Closed Raynos closed 11 years ago
I approve of consume
.
Hmm, if you want this to appeal to a standards committee, you probably should expand the names into something more verbose, with camel case. read -> readNext, stop -> abortStream, consume -> readFrom
Of course, it will need a constructor type, and isSimpleStream
static method.
I'm actually being serious. Add extra stuff so that people can argue about it, and then vote to leave off the extras.
@dominictarr I think in recent times the W3C standards favor short names.
They probably will need a constructor though.
The problem with needing a constructor is it assumes a prototype and dependence on a proper "this" when calling. Also I much prefer defining a interface rather than a concrete type. I don't want to have to subclass Stream
to create a stream.
+1 for avoiding this
As far as always requiring that sinks be objects, I think that's unnecessary. A stream is very often a value you pass around and makes sense to be an object because it has two very distinct channels (data and close). But a sink it usually either a standalone helper function in some library or a part of some other object. The only thing I want to standardize is the property name for the sink in the case where it's part of a duplex stream object. I think consume
is fine. I chose sink
to be consistent with min-streams and also because it's four letters just like read
and stop
.
@creationix
var writer = window.FileWriter(location1)

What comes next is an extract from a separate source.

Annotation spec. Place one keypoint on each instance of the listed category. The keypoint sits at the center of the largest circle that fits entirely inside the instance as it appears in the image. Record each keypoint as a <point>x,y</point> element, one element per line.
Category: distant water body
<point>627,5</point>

var stream = window.FileStream(location2)
writer.consume(stream)
I have a feeling that the W3C may like that sort of interface more. It also means you can do duck type checks to see whether something is a sink.
The example is while (part = yield stream.read)
which feels weird.
Having while (part = yield stream.read())
would be nicer but would murder the API for generators convenience.
Yeah, the fact that read is a continuable is just a coincidence, not an API goal.
We should specify the allowed states. A stream is basically zero or more values followed by an end (an end which is either natural or caused by an error)
We should specify that once the callback fires any call to .read()
will not return any more values. Optionally specify that when you call .stop()
and even before the callback fires it should not return any values to the read callback. Basically it would be useful to spec out the relationship between stop()
and read()
Also I don't think the callback should be optional.
fileStream.stop(null, function (err) {
if (err) { /* disk close error */ }
})
stop()
may cause some kind of error when the stream tries to close itself, when that happens it should inform someone.
I have called a pullTransform
a duplex
function before. and I would do duplex TCP like
// tcp.createServer := (Number, (Stream) => Stream)
tcp.createServer(8080, function (socket) {
return socket
});
A more interesting one would be
// tcp.createServer := (Number, (Stream) => Stream)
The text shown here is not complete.